The answer to the first has not yet been found, with the army stretched to meet the demand for deployable troops to the border and the DRC and now Mozambique. The answer to the second was to move overland and rely on Angola. The answer to the third is, if we stay with a musical theme, “blowin’ in the wind”.

Stripped of adequate maintenance funding, the air force has only been able to deploy two Oryx transport helicopters, with no Rooivalk to escort them or to cover insertion or extraction or casualty evacuation. And the answer to the fourth is no, the navy cannot; it does not have the operational ships to maintain that standing interdiction patrol.   

Sewerage systems

Other tasks have included evacuating Tanzanian troops from Kamina in the DRC before advancing rebels got there, providing ships to stand by during diplomatic efforts, flying protection teams for presidential visits, assisting other countries after ammunition explosions and sinkings of ferries, and flying rescue teams to Algeria and Iran after earthquakes.

And in the meantime the defence force has had to deploy staff to take over from striking nurses, troops to protect nurses and doctors, troops to support the police in crime suppression operations, technical personnel to repair sewerage systems neglected to the point of disaster, troops to enforce the Covid-19 lockdowns, troops to put down the rioting in 2021, and now troops to protect power stations.

Not to mention flood rescue in Mozambique and elsewhere, bridge repair in Zimbabwe and election support in the DRC, and security for the AU founding session, World Cup 2010 and a host of other missions, some requiring major deployment.

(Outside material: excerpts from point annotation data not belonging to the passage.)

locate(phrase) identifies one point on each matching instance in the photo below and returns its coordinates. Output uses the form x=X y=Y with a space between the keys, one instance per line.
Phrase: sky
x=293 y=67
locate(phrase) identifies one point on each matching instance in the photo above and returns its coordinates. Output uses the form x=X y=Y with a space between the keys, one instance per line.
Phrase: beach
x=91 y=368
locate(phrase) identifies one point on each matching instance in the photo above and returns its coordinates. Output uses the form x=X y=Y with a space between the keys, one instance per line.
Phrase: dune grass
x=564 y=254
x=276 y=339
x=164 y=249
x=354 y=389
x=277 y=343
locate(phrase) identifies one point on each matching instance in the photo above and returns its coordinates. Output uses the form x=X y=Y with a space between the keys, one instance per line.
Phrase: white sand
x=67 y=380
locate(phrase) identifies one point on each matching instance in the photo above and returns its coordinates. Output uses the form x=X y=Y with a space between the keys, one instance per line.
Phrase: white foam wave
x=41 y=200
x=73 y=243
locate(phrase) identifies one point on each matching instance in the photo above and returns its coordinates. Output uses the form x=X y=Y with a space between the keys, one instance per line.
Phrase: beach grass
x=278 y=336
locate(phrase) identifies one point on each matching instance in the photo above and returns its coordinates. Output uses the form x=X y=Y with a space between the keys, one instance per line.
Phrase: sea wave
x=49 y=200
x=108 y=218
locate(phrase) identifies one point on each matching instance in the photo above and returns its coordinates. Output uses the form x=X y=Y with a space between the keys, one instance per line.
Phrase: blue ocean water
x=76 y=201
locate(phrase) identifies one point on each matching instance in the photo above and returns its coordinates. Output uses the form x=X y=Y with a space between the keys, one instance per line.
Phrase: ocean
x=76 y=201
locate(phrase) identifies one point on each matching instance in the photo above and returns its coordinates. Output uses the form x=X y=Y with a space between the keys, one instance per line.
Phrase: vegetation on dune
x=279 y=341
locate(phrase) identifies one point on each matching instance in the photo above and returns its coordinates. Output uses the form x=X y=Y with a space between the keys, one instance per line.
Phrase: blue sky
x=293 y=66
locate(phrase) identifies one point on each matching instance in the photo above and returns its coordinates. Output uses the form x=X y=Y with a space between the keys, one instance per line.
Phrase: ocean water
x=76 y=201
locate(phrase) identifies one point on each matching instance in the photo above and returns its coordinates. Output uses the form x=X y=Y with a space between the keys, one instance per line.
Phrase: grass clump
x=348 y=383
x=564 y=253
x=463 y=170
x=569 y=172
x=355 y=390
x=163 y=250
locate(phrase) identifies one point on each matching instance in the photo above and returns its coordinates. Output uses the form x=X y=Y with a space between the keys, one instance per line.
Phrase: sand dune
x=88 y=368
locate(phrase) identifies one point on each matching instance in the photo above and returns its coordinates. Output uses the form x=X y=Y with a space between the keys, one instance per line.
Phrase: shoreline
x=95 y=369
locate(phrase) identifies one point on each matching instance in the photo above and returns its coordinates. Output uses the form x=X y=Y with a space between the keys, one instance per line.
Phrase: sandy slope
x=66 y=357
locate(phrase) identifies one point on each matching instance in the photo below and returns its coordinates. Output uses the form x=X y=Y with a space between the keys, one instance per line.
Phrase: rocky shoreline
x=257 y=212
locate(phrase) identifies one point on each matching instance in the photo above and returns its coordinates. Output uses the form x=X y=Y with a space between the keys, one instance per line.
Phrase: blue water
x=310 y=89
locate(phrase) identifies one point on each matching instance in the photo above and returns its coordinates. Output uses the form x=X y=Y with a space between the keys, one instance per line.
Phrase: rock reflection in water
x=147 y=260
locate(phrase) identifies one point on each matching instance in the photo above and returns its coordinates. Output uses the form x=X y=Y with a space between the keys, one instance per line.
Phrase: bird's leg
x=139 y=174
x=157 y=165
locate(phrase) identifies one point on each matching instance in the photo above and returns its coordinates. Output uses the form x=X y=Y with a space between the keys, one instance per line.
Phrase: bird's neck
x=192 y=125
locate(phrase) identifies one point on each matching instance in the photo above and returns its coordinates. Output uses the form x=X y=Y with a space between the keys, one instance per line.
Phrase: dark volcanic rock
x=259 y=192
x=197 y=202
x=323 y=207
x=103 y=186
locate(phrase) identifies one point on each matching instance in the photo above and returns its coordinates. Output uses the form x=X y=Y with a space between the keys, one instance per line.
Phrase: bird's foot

Through all of this the defence force has somehow pulled a rabbit out of its hat each time and done the job, usually well, sometimes astonishingly well. There is nothing wrong with our people, but it is money that makes the machine work. The defence force is not just the guarantor against aggressive adventures, but also something of a jack of all trades, able to help out in myriad ways. But it cannot go on doing so forever on a declining budget, especially with its list of tasks steadily expanding.

Any machine that is overused, overstressed and undermaintained will eventually fail and finally break. So will the SANDF. And then we will blame the soldiers.

• Heitman is an independent security and defence analyst.